Department of Teaching, Learning and Teacher Education


Date of this Version



A THESIS Presented to the Faculty of The Graduate College at the University of Nebraska In Partial Fulfillment of Requirements For the Degree of Master of Arts, Major: Teaching, Learning, and Teacher Education, Under the Supervision of Professor Aleidine J. Moeller. Lincoln, Nebraska: May, 2012.

Copyright (C) 2012 Hui Xu.


This qualitative case study targeted the perceptions of Chinese teachers (n= 7) who had teaching experiences in China or Taiwan and the challenges they faced in transitioning to teach non-native Chinese students in U.S. classrooms, specifically about their teaching beliefs, styles, pedagogy, classroom management strategies which may be different from that of American education system.

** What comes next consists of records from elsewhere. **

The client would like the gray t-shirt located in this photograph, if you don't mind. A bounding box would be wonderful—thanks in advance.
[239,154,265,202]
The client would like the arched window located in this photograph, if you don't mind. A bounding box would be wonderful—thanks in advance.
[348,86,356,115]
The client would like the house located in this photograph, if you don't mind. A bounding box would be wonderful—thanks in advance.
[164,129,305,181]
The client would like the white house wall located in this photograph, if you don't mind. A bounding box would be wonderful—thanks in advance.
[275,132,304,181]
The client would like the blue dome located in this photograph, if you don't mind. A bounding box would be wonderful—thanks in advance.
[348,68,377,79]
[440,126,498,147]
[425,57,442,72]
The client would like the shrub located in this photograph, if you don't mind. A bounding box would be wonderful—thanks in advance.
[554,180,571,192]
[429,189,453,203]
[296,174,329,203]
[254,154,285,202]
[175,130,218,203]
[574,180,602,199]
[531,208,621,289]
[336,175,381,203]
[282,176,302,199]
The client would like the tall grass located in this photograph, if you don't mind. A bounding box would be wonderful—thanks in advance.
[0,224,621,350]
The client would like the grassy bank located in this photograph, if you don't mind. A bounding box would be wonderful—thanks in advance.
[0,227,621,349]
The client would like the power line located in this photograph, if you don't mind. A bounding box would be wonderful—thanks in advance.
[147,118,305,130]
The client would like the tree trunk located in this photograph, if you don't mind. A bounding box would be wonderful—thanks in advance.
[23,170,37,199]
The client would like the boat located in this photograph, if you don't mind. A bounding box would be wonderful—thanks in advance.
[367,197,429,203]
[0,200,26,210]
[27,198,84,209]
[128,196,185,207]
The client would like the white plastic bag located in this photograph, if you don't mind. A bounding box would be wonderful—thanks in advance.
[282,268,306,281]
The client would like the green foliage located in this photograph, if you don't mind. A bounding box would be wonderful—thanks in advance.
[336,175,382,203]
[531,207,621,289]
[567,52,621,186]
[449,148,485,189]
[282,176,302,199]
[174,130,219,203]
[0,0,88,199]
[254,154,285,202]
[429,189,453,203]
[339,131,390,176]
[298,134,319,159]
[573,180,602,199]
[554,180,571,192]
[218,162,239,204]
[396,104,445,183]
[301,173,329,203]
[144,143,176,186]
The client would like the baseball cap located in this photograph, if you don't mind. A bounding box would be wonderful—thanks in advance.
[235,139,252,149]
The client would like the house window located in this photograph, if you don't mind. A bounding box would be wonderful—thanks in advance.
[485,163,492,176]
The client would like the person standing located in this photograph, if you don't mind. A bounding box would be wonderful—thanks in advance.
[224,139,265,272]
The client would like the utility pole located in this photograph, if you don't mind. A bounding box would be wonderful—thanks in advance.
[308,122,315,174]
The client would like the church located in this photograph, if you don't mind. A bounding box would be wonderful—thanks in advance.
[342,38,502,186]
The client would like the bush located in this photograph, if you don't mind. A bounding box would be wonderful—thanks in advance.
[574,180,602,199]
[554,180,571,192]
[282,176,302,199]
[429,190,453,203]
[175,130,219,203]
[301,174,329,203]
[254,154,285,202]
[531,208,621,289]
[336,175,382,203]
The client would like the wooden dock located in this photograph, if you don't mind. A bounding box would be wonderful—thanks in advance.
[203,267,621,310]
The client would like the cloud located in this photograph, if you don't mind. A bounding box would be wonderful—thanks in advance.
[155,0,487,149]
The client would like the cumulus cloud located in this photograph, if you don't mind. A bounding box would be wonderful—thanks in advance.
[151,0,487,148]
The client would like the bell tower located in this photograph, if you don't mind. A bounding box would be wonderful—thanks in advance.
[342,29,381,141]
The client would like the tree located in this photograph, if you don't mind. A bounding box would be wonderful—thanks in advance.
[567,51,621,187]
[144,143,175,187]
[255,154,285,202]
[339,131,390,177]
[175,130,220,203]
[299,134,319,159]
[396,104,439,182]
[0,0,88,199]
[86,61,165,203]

Results showed that Chinese teacher participants encountered numerous challenges including language barriers and culture shock, different perceptions and expectations of the roles of the teacher and students, communication with parents, different teaching pedagogies and styles, classroom management, and inclusion of students with special needs. The main findings suggest that Chinese teachers need to be prepared to face the hurdles of having more responsibilities in classroom management, inclusion of students with disabilities, and communication with parents in the U.S. classrooms and acquire knowledge and skills of American teaching pedagogies, classroom management and special education.